In a majority of marketing-driven companies today, brand managers typically have the final say on their product’s media plan (take a look at the consumer packaged goods industry, for example). Given the far-reaching demands placed on brand managers – from volume forecasting to business reviews – many would agree that a great deal of trust must be placed on media planning agencies to deliver a plan that serves the best interest of the advertiser.

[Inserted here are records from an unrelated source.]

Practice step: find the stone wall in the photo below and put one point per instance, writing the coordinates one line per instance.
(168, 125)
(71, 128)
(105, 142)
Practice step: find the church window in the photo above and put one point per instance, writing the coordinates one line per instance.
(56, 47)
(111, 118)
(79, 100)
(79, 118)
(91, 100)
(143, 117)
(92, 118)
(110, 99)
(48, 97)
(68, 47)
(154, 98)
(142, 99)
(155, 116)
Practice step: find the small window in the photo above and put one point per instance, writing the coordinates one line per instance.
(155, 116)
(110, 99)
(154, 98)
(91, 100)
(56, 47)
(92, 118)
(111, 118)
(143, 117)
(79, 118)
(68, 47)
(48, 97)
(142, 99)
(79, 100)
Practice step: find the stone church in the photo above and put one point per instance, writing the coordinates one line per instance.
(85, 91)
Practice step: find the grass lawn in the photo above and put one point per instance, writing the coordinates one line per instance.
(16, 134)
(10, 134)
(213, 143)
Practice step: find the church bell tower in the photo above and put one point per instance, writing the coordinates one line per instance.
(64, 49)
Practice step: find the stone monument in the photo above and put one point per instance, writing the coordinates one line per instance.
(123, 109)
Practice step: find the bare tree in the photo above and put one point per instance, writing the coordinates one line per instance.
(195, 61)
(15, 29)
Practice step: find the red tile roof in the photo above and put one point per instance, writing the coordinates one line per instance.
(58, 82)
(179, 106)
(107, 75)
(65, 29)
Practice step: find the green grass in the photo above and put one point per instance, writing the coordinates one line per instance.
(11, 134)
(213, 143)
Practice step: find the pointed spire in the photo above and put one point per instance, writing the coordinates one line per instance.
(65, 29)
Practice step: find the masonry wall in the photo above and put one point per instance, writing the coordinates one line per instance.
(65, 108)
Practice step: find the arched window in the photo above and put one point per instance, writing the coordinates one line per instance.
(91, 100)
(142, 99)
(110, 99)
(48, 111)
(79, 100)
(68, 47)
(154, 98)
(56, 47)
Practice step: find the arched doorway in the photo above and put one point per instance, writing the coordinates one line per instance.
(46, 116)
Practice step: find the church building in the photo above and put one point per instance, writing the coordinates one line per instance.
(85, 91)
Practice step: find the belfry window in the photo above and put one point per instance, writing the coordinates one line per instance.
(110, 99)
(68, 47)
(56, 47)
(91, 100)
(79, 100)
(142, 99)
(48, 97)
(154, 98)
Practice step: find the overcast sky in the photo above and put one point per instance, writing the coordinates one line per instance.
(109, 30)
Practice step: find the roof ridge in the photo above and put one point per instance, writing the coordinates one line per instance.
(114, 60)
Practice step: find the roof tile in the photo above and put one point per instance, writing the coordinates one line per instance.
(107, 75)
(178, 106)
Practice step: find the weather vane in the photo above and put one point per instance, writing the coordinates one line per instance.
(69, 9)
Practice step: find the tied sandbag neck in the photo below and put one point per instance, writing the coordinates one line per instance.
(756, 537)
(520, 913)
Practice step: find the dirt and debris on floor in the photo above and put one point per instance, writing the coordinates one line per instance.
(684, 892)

It’s hard for even the savviest of brand managers to keep up with the latest advancements in online video. Just when marketers reach a comfort level with search engine marketing tactics or display strategies, our industry moves on to programmatic buying and cross-device targeting. To that end, here are six questions every brand manager should consider when evaluating his/her online video media plan:
1. Have you established specific goals and metrics so you can clearly evaluate success for your online video campaign? Marketing attribution models have brought attention to the fact that different media vehicles have varying roles in driving value for the advertiser. The sight, sound, and motion of TV and video deliver an unparalleled branding experience for consumers, and as a result, these tools remain at the top of the purchase decision funnel. Brand managers should determine ahead of a campaign’s launch which metrics and goals best define success for a brand-building medium such as online video.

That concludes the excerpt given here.